Puis, après l’accession de Vladimir Poutine à la présidence en 1999, son groupe de restauration officie au Kremlin, ce qui lui vaut le surnom de «cuisinier de Poutine» et la réputation d’être devenu milliardaire grâce aux contrats publics.
- Écoutez l'entrevue avec Emmanuelle Rousseau, doctorante au département de science politique de l’Université de Montréal, affiliée au CÉRIUM via QUB radio :
C’est cet argent qu’il aurait donc utilisé pour fonder Wagner, armée privée d’abord composée de vétérans endurcis de l’armée et des services spéciaux russes.
«C’est un chef de guerre essentiellement qui trouvait que le régime militaire [russe] n’en faisait pas assez en Ukraine. Il voulait une escalade du conflit», fait valoir Justin Massie, codirecteur du Réseau d’analyse stratégique.

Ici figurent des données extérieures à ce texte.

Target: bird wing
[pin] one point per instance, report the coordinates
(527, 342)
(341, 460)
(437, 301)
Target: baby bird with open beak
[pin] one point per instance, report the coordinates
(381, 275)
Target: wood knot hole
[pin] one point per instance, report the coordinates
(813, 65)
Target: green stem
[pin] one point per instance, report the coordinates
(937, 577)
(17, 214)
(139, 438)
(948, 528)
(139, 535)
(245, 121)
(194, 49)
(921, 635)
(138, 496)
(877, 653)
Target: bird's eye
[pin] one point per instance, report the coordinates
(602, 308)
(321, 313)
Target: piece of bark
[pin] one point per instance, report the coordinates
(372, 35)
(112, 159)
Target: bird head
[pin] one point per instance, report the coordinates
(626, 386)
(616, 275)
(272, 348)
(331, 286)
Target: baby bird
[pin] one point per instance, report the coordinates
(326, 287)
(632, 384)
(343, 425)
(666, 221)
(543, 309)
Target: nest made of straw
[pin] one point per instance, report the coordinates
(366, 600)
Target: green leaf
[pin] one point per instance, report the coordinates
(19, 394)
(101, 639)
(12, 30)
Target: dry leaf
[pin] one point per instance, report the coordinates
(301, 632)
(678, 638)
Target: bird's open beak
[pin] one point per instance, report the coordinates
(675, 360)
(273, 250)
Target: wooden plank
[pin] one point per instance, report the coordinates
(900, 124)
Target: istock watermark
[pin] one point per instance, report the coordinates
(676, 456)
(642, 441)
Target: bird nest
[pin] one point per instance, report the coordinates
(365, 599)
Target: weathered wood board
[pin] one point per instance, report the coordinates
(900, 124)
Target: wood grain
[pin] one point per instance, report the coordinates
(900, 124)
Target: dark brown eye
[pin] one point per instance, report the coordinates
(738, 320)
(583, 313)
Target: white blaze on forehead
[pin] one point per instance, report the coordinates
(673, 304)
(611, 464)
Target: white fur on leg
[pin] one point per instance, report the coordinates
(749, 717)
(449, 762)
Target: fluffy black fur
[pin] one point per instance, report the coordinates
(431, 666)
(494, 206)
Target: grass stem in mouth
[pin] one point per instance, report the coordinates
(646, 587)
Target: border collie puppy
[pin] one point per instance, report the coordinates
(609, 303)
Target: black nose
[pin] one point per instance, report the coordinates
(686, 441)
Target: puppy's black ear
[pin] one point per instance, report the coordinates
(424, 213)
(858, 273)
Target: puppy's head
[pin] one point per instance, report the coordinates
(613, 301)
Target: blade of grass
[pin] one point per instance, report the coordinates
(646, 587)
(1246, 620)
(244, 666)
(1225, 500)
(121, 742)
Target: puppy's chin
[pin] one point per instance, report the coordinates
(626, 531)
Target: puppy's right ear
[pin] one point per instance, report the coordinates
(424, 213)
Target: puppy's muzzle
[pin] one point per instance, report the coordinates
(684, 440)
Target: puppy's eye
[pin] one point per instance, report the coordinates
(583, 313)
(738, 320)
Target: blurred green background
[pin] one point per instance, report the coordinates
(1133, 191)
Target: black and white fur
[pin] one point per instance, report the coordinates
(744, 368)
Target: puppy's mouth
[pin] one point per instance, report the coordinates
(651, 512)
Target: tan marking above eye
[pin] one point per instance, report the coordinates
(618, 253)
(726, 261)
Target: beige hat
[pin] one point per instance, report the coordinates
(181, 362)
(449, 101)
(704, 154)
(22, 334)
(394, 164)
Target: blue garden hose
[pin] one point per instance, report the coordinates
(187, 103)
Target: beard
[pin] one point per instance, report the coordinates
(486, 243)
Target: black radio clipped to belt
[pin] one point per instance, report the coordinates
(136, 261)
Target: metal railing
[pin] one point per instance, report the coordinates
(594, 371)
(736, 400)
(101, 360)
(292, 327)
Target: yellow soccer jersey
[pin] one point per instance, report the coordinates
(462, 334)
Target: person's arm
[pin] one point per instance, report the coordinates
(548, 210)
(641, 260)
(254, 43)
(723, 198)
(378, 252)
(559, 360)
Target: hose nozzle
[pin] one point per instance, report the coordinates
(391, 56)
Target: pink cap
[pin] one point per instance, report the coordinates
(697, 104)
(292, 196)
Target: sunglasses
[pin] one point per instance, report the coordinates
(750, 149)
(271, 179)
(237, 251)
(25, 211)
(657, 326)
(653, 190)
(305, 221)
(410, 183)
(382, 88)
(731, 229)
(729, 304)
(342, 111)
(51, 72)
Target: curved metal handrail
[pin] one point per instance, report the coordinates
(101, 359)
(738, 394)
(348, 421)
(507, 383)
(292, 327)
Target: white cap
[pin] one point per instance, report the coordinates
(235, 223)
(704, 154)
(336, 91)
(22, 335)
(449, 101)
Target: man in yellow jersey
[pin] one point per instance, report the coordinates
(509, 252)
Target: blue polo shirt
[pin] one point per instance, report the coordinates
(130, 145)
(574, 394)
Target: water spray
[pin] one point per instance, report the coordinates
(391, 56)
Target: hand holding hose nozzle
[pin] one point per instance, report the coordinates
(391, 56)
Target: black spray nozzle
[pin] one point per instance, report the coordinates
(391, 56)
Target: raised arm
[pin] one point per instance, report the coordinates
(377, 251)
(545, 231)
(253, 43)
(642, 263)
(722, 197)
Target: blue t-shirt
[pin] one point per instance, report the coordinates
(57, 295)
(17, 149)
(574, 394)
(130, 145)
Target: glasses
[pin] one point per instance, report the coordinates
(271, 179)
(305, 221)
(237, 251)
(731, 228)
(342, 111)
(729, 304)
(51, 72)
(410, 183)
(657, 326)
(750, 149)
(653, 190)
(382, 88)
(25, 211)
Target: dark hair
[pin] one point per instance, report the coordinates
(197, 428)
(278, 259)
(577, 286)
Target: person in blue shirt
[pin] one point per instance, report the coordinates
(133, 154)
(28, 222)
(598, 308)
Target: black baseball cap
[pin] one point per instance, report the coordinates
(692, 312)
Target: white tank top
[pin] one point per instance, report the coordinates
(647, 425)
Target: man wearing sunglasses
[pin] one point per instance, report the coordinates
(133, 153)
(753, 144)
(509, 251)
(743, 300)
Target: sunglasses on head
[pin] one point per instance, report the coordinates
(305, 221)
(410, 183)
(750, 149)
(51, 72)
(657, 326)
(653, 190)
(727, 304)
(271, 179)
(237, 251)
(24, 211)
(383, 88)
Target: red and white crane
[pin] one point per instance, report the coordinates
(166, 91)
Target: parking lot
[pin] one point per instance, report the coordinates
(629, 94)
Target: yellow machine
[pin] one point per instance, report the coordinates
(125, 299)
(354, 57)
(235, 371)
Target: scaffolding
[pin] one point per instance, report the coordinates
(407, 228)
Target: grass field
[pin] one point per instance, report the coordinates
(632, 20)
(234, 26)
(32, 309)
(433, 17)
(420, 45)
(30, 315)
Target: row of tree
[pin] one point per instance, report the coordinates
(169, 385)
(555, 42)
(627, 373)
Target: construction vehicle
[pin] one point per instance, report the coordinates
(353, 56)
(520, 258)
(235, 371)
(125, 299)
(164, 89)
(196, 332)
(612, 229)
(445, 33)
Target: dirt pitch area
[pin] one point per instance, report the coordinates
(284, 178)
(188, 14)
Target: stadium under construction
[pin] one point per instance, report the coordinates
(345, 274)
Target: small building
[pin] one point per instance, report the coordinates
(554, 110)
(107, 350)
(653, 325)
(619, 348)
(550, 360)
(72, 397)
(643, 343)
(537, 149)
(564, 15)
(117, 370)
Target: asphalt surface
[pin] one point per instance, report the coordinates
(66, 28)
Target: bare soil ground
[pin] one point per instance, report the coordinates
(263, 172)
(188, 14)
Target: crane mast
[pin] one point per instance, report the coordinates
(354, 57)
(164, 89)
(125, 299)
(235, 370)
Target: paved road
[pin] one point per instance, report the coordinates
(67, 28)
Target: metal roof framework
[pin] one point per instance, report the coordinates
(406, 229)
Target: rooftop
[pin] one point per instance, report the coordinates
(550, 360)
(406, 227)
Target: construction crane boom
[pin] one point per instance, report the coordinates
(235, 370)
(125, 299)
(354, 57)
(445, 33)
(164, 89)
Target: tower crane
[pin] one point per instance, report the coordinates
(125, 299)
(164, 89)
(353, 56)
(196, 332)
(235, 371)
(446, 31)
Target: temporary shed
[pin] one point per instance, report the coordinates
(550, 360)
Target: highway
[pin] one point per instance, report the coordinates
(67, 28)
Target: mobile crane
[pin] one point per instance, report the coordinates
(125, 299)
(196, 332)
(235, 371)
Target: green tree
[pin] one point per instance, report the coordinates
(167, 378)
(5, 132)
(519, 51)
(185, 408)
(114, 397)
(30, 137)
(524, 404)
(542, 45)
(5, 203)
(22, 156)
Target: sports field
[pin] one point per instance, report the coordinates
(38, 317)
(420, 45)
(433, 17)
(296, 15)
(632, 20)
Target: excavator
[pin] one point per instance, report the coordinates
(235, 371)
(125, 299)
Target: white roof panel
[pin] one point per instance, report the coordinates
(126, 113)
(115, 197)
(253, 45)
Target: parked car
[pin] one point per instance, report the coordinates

Impacts à prévoir en Ukraine
Les troupes de Evguéni Prigojine sont récemment parvenues à capturer la ville de Bakhmout, maintenant en ruines.
Parallèlement, des mois de tensions avec le Kremlin ont culminé par une rébellion ce week-end.

«Il y a certainement à moyen et long terme un impact sur le moral des troupes russes, je pense. Clairement, ce que ça démontre, cette mutinerie qui a eu cours, c’est qu’il y a une faiblesse du régime de Vladimir Poutine, des défenses aussi», explique, en entrevue, Justin Massie, professeur de science politique à l’UQAM.
Est-ce que Vladimir Poutine cherchera à réaffirmer son autorité en exacerbant les attaques virulentes en Ukraine?
«C’est difficile pour lui d’être encore plus violent dans ses représailles, estime Justin Massie, rappelant que la production de missiles est affectée par les sanctions économiques touchant la Russie. Au niveau de l’escalade, le président Poutine a très peu de moyens supplémentaires.»

Chronologie d’une mutinerie
- Vendredi, le patron de Wagner avait affirmé que des frappes russes avaient fait un «très grand nombre de victimes» dans ses rangs et avait accusé le ministre russe de la Défense, Sergueï Choïgou, d’en être le responsable.
- Le chef disait avoir 25 000 hommes, tous «prêts à mourir» au combat. Quant à Vladimir Poutine, il a qualifié de «trahison» la rébellion du groupe.
- Samedi, Prigojine a indiqué que ses soldats avaient pris le contrôle du principal centre de commandement militaire russe pour les opérations ukrainiennes ainsi que d’une base aérienne, à Rostov-sur-le-Don, au sud de la Russie.
- Wagner se serait approché, selon Prigojine, à moins de 200 kilomètres de Moscou.
- Après une médiation avec le président biélorusse, Alexandre Loukachenko, Prigojine a ordonné à ses troupes, en journée samedi, de revenir sur leurs pas.